Modulus Amittendus

You can see that n, e, cf are exported in pubkey.json.

These values are a bit strange:

  def initialize
    # ...
    @cf = modinv(@q, @p)   # (1)
  end
  def pubkey
    privkey.to_a[..2].to_h
  end
  def privkey
    {
      e: @e,
      n: @d,     # (2)
      cf: @cf,
      # ...
    }
  end

First, you can see that cf is q^{-1} mod p.

Second, this is important, n is NOT n, butd. (I didn't realize this for half a day and I was studying Coppersmith's attacks and TWCTF problem Happy!...)

Therefore, the problem is: Given e, d, cf, calculate n.

First observation, from definition, ed = 1 + k(p-1)(q-1). Comparing the bit length, k should be the same bit length as e. This is small enough to bruteforce. From this, we can get phi(n) = (p-1)(q-1) = (ed-1)/k.
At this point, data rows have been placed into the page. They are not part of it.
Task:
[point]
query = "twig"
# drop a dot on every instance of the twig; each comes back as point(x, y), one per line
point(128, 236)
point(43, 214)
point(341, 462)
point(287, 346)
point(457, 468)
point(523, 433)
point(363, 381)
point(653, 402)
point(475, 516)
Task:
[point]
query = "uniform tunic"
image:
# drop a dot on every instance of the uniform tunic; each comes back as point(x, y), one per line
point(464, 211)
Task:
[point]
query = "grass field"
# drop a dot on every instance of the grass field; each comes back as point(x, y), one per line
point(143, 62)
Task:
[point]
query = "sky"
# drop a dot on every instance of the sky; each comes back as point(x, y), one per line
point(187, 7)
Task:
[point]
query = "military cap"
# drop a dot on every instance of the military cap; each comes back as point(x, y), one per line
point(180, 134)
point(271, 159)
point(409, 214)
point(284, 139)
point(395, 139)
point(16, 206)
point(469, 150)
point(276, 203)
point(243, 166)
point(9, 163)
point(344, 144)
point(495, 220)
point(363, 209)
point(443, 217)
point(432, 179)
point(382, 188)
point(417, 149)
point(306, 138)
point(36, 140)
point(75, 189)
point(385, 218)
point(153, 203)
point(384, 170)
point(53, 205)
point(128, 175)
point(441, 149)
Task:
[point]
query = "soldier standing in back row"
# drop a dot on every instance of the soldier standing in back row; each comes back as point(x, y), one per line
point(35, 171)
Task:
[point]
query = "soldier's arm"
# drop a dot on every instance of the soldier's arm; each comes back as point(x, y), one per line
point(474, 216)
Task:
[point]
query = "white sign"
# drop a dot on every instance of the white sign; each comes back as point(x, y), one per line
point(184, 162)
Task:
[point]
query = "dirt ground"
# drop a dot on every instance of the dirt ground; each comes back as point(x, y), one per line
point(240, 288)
Second, to use cf*q = 1 (mod p) condition, let the above equation be in mod p. That will be phi(n) = -(q-1) (mod p), and from these 2 equations, 1 + cf*phi(n) - cf = 0 (mod p). This means x := 1 + cf*phi(n) - cf is a multiple of p.

Finally, because we know phi(n), for some integer m, m^{phi(n)} - 1 = 0 (mod n). These can be written as m^{phi(n)} - 1 = 0 (mod p), so m^{phi(n)} - 1 are also multiples of p.

So, we can get p by simply gcd of these values. m^{phi(n)} will be huge numbers, so we should calculate as pow(m, phi(n), x).

From p and phi(n), we can recover q and n, and decrypted flag using n, d.